書評
2021年10月号掲載
日本人の死体観
山田敏弘『死体格差 異状死17万人の衝撃』
対象書籍名:『死体格差 異状死17万人の衝撃』
対象著者:山田敏弘
対象書籍ISBN:978-4-10-334773-6
コロナ禍において日本人の死生観が問われている、などと書き始めるとお堅い言論誌みたいだが、人はいずれ死ぬ。死後のスピリチュアル的な話は置いておいて、死者の肉体は確実に生者のもとに残される。残った死体をどう扱うか。日本人の死生観というより死体観に向き合ったのが本書『死体格差 異状死17万人の衝撃』である。そしてタイトルから分かるように、死体の扱われ方には格差が存在する。「人には平等に死が訪れる」と言われるが、死体に関して平等はない。そしてそれは生きている人間にとってこそ大きな問題のようだ。
著者の山田敏弘氏は法医学の世界への誠実な取材に基づき、知られざる「死後の世界」ならぬ「死体の世界」に読者を誘っていく。
死体解剖保存法第20条には「死体の解剖を行い、又はその全部若しくは一部を保存する者は、死体の取扱に当つては、特に礼意を失わないように注意しなければならない」と書かれているという。法医学上求められる法医解剖の現場においては死者への敬意が尊重されている。ここら辺は日本人の死生観とつながる部分だろう。

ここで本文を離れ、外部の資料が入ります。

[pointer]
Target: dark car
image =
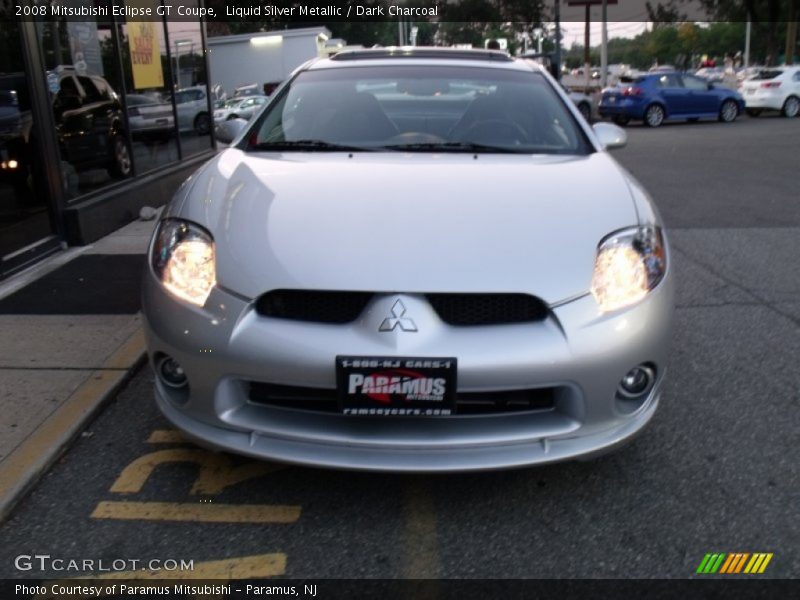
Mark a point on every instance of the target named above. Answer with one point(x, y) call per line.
point(658, 97)
point(15, 129)
point(90, 124)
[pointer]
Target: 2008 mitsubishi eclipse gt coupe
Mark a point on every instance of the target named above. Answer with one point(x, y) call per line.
point(411, 260)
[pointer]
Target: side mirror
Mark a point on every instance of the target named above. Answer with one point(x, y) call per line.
point(610, 136)
point(69, 102)
point(227, 131)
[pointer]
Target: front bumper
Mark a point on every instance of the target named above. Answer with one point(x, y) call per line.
point(227, 344)
point(764, 101)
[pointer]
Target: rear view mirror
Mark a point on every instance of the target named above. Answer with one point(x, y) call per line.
point(610, 136)
point(227, 131)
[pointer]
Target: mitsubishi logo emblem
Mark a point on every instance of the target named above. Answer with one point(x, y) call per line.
point(398, 319)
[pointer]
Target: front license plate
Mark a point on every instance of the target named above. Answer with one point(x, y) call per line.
point(396, 386)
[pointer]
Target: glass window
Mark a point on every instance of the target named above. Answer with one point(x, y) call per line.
point(695, 83)
point(668, 81)
point(24, 217)
point(435, 109)
point(146, 72)
point(185, 39)
point(83, 77)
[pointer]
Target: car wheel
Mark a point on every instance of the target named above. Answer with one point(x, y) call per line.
point(654, 115)
point(202, 124)
point(586, 111)
point(791, 107)
point(728, 111)
point(121, 166)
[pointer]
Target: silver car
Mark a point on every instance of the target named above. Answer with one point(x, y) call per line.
point(412, 260)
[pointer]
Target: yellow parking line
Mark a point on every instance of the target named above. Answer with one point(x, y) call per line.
point(33, 456)
point(421, 543)
point(198, 512)
point(167, 436)
point(216, 471)
point(220, 571)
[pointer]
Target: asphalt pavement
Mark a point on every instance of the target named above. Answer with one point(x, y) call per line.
point(716, 471)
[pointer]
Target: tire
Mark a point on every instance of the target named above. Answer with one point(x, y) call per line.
point(728, 111)
point(202, 124)
point(654, 115)
point(791, 108)
point(586, 111)
point(121, 166)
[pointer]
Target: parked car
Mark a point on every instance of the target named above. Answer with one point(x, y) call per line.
point(90, 124)
point(773, 88)
point(453, 277)
point(239, 108)
point(583, 102)
point(149, 116)
point(16, 124)
point(192, 105)
point(658, 97)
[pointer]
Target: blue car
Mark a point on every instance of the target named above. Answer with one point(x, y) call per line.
point(657, 97)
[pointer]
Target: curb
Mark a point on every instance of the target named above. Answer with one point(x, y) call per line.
point(23, 468)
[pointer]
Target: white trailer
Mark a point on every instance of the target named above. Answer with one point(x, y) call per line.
point(264, 57)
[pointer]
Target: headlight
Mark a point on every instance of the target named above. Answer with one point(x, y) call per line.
point(183, 259)
point(629, 264)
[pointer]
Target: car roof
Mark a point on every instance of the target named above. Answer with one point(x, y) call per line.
point(421, 55)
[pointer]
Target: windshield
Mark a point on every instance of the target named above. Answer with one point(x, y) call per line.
point(419, 109)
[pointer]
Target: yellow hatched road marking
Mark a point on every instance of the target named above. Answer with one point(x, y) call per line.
point(202, 513)
point(167, 436)
point(222, 571)
point(216, 473)
point(764, 564)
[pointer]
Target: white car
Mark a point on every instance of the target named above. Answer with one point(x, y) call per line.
point(239, 108)
point(413, 259)
point(192, 105)
point(773, 88)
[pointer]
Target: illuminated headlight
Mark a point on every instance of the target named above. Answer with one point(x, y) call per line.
point(629, 264)
point(182, 257)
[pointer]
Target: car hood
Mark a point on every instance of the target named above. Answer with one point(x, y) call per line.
point(410, 222)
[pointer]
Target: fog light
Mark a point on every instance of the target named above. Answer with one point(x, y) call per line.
point(637, 382)
point(171, 372)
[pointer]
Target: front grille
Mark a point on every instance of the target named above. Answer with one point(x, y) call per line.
point(487, 309)
point(454, 309)
point(313, 305)
point(325, 400)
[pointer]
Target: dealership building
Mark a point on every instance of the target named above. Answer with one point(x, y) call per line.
point(98, 118)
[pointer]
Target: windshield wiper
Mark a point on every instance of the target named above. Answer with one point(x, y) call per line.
point(453, 147)
point(318, 145)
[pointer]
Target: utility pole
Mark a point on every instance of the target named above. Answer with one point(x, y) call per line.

2020年、日本では138万人以上が死亡した。病院で亡くなれば「普通の医者」の管轄になる。法医解剖の対象となるのは病院で死亡する以外の異状死である。2020年は17万人がそれに該当した。異状死はその死因究明がなされなければならない。が、現状はそれが正常に行われていない。東京では解剖率17・2%、つまり8割の死体は解剖せずに死因を決めている。広島ではなんと解剖率1・2%である。果たして日本は先進国なのか? と疑いたくなる事態が各分野で発生しているが、死体の解剖についても同様らしい。本書にはそれを指摘する印象的なエピソードが頻出する。特に驚いたのが、地下鉄サリン事件の被害者の司法解剖が行われた東大の解剖室には遺体からサリンを検知する機材がなかったという事実である。後に改善されたとしても日本で最高峰の解剖室にして……という絶望感は拭えない。設備的な問題だけではなく、異状死の扱いにおいて警察が大きな権限を持っていること、人員不足など構造的な問題が数多く列挙されていく。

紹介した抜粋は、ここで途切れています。